Accompagné de sa petite amie, son assistante et son éditeur, le créateur de la série de comics à succès "Slasherman" se lance dans un road-trip sur les lieux des terribles meurtres ayant inspiré son œuvre. En plus du côté promotionnel du voyage, il espère ainsi trouver de nouvelles idées qui lui permettraient de conclure les aventures dessinées de son célèbre tueur...


Après s'être essayé à la réalisation par l'intermédiaire de quelques courts, d'épisodes de séries et d'un premier long-métrage (la suite de "Goon", comédie canadienne sur le hockey dont il avait déjà signé le scénario du premier opus), le comédien Jay Baruchel revient derrière la caméra dans un registre où on ne l'attendait pas forcément : l'horreur et, plus particulièrement, un de ses sous-genres les plus risqués par excellence, le slasher.


Devenu prisonnier de ses propres codes, le slasher continue surtout de survivre aujourd'hui par la longévité mercantile de ses tueurs masqués les plus connus, les hommages appuyés à la grande époque du filon et les parodies/satires qui n'ont de cesse de s'amuser de ses pires clichés. Même les plus aficionados des slashers le reconnaîtront : ces dernières années, les quelques rares propositions originales aux partis pris inventifs (très souvent métas) et ayant réussi à bousculer le format figé de ce sous-genre se comptent hélas sur les doigts d'une main.
À l'instar d'un certain mouvement du cinéma indépendant US qui s'empare de différents registres de l'horreur/épouvante comme couvertures à des sujets plus profonds, "Random Acts of Violence" va tenter de dépoussiérer la forme éculée du slasher (ici, routier) en y mêlant une réflexion sur la manière d'appréhender l'art vis-à-vis de la réalité dont il s'inspire et vice-versa.
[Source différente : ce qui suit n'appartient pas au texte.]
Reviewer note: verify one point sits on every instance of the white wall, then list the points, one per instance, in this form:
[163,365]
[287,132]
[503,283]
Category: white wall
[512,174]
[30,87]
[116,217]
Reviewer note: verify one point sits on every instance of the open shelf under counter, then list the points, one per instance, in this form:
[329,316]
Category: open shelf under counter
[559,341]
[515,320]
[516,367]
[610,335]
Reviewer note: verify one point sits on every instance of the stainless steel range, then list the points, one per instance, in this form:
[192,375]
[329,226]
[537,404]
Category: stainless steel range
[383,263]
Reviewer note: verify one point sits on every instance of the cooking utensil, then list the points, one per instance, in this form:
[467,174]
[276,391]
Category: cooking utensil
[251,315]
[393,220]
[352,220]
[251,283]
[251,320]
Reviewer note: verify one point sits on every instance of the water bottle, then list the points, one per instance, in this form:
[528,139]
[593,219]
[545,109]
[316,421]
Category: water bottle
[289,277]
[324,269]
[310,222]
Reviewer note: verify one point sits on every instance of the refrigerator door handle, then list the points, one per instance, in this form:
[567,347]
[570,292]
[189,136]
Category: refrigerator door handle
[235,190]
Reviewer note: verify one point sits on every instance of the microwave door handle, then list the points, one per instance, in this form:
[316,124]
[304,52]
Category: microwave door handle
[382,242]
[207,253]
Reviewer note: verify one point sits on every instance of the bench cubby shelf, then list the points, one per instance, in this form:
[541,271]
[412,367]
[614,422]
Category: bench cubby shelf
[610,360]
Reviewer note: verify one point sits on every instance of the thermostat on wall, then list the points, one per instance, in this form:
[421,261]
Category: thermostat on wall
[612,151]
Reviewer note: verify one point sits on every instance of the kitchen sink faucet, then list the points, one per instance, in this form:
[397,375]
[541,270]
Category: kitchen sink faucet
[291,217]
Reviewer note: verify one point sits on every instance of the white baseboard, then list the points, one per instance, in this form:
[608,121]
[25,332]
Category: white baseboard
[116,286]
Globalement, le sujet n'a certes rien de neuf, qui plus est dans le genre horrifique (combien de fois a-t-on vu l'histoire d'une création échappant au contrôle de son auteur pour se retourner contre lui ?) mais Jay Baruchel va vraiment impressionner par l'amplitude qu'il lui fait atteindre en le traitant à toutes les strates de son intrigue !
Ici, l'art de son héros, dessinateur de comics, prend sa source dans la réalité d'une véritable série de meurtres et un passé occulté où il joue vraisemblablement un rôle important (de fugaces flashbacks viennent rapidement nous le suggérer). Alors que l'auteur se met à fouler les lieux des événements-clés de son oeuvre, cet art va dorénavant se mettre à inspirer une nouvelle réalité sanguinaire qui va elle-même s'inscrire pour nous, spectateurs, dans une fiction reprenant tous les passages obligés d'un banal slasher routier (bande de jeunes en road-trip, arrêt dans une station-service louche, tueur masqué à la "Red is Dead", meurtres de victimes aléatoires avant de s'attaquer aux héros, final grandguinolesque avec révélation : quasiment tout y est !). À tous ses degrés de lecture, cette mise en abîme à facettes multiples prend un malin plaisir à flouter sans cesse la frontière entre la fiction et le réel où ses personnages se retrouvent les premiers captifs (par exemple, la brutalité souvent confuse des agissements du tueur semble être son seul moyen d'exister "réellement" au milieu des situations standards du slasher). Même intrinsèquement, dans les clivages opposant certains de ses protagonistes, le film poursuit un travail de réflexion morale sur l'opportunisme de s'approprier des faits réels pour les détourner en fiction. Et il y bien entendu le retour de flammes bien plus personnelle dont va être victime le héros, la principale constituante à la fois de cette histoire et de l'interprétation métaphorique de cette influence réciproque incontrôlable entre fiction et réalité que le film cherche tant à mettre en exergue.
De surcroît, l'ensemble de la proposition s'avère soutenue par de vraies qualités esthétiques (très chouette photo de Karim Hussain), une mise en scène toujours bien pensée, des meurtres très graphiques en écho à l'imagerie logique des comics pour adultes, une bande originale aux petits oignons et un casting d'acteurs -ce n'est bien sûr pas un hasard- très familier du genre : Jesse Williams ("La Cabane dans les bois"), Jordana Brewster ("Massacre à la Tronçonneuse - Le Commencement"), Niamh Wilson ("Saw 3") et Baruchel lui-même.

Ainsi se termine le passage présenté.